When in doubt, do not give verapamil or adenosine; procainamide should be used instead. On the left sinus rhythm is present with a ellectrica wide QRS because of anterolateral myocardial infarction and pronounced delay in left ventricular activation. They are often amenable to cure by radiofrequency ablation.



The origin of the QRS rhythm may be in the AV junction, with associated intraventricular aberration, or in fascicular or ventricular tissue. See “General principles of the implantable cardioverter-defibrillator”.

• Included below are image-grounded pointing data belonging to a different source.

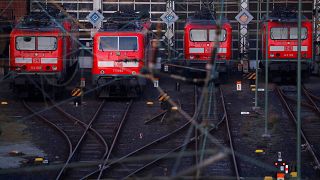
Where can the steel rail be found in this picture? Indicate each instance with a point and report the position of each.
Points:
(230, 137)
(124, 117)
(81, 139)
(191, 140)
(308, 95)
(66, 137)
(292, 116)
(161, 139)
(312, 106)
(95, 132)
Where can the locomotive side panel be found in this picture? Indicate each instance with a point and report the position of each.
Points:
(118, 54)
(283, 43)
(199, 41)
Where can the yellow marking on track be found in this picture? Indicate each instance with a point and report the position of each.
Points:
(294, 174)
(268, 178)
(149, 103)
(76, 92)
(38, 159)
(259, 151)
(252, 76)
(4, 103)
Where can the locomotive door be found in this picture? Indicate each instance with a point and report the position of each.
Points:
(64, 54)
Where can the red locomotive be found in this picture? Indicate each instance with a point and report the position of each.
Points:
(120, 50)
(282, 44)
(5, 29)
(200, 35)
(43, 50)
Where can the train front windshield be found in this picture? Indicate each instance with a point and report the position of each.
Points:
(118, 43)
(203, 35)
(42, 43)
(284, 33)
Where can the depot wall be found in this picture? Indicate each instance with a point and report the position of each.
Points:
(14, 9)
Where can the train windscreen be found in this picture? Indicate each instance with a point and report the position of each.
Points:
(26, 43)
(198, 35)
(201, 35)
(213, 35)
(284, 33)
(36, 43)
(47, 43)
(120, 43)
(294, 33)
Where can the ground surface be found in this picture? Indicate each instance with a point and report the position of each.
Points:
(26, 135)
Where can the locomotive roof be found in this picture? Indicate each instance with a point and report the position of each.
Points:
(46, 17)
(284, 15)
(207, 21)
(205, 17)
(126, 21)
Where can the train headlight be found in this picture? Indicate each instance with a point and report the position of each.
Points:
(222, 56)
(23, 60)
(49, 60)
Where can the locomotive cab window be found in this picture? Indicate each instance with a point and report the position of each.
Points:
(108, 43)
(198, 35)
(25, 43)
(213, 34)
(128, 43)
(120, 43)
(47, 43)
(294, 33)
(279, 33)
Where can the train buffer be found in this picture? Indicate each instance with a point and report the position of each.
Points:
(251, 77)
(76, 93)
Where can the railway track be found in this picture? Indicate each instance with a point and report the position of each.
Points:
(144, 167)
(308, 129)
(87, 141)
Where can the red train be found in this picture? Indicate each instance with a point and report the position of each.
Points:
(5, 29)
(200, 36)
(282, 44)
(42, 51)
(120, 50)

Idiopathic outflow tract tachycardias are usually exertion or stress related arrhythmias. How to cite this article. These notches might be P waves, or part of the QRS complexes themselves. It is of interest that a QRS width of more than 0. Nondiagnostic J point elevation in precordial leads V1 and V2. It is important to recognise this pattern because this site of origin of the VT cannot be treated with catheter ablation in contrast to the tachycardias depicted in panel A and B C, Eje QRS: The arrhythmia is often responsive to treatment with b blockers, sotalol9 or calcium channel blockers and can also be amenable to transcatheter ablation.

It arises on or near to the septum near the left posterior fascicle. The QRST complexes of the sinus-conducted beats are normal. As described in the text, lead V1 during LBBB clearly shows signs pointing to a supraventricular origin of the tachycardia.